The strawberries have been green for some time now, and when I ordered mine a couple of years ago from Starks Bros., I got the bareroot plants the week of March 7 (my last average frost is 3rd wk of April). Most of them had healthy mature dark green leathery leaves. Thought it was way early but the ground WAS thawed and workable, though cold. It took me two weeks until the 3rd wk of March to plant all 75 plants.

You want to plant the bareroot plants while they are still semi-dormant, so they'll have the chance to set down roots before the new leaves start to grow.

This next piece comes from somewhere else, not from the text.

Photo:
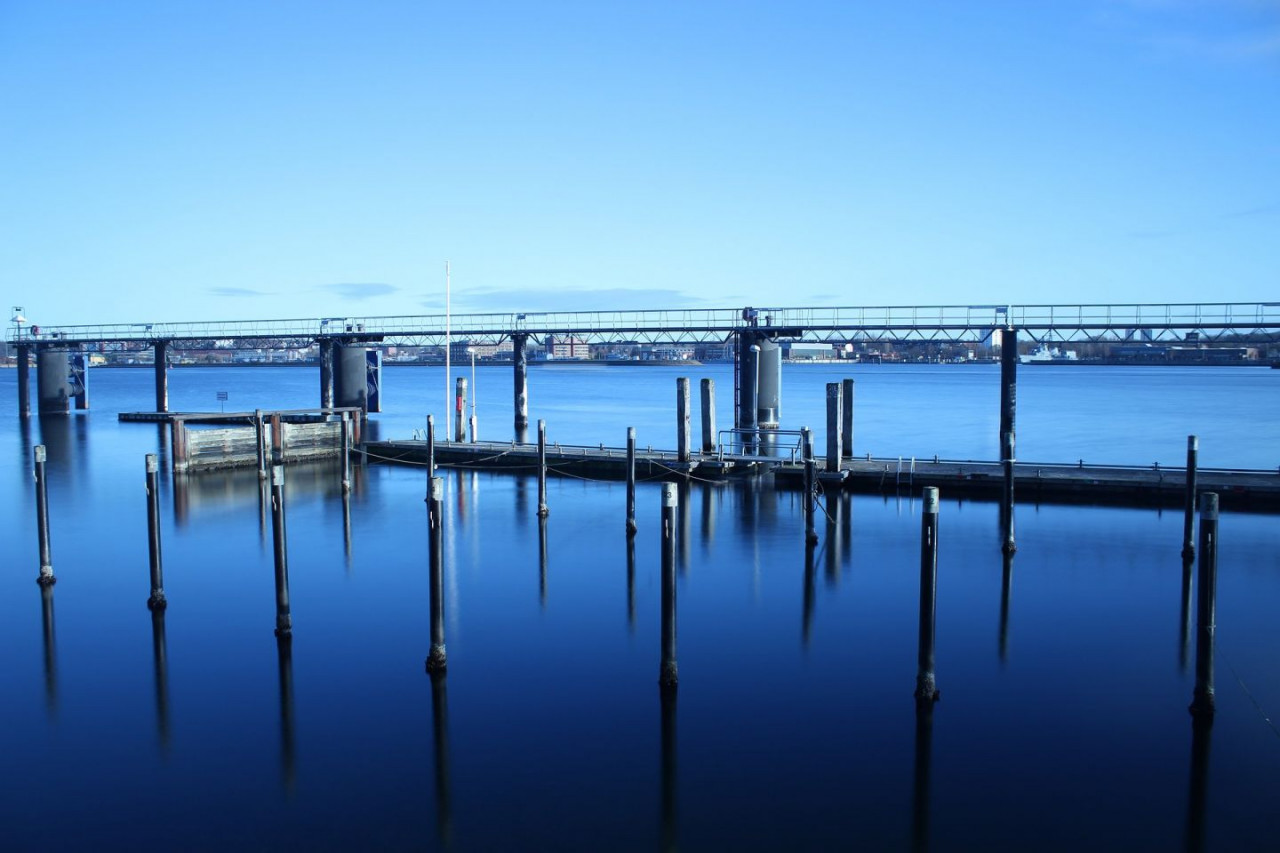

I just received a small order from another source during the week. These didn't have leaves on them, and the roots were much less developed. I couldn't plant them right away so I just covered them in a tray with moist potting soil, put them in a bag to keep from drying out, and left them in the unheated garage. They've started to leaf out under the seed growing lights so I have to plant them within the next couple of days -- at this point, we're week and a half before last avg frost.

If you are at all uncertain, you might do what I did with my 75 after planting them and protect them with a floating row cover until severe freeze/frost is past.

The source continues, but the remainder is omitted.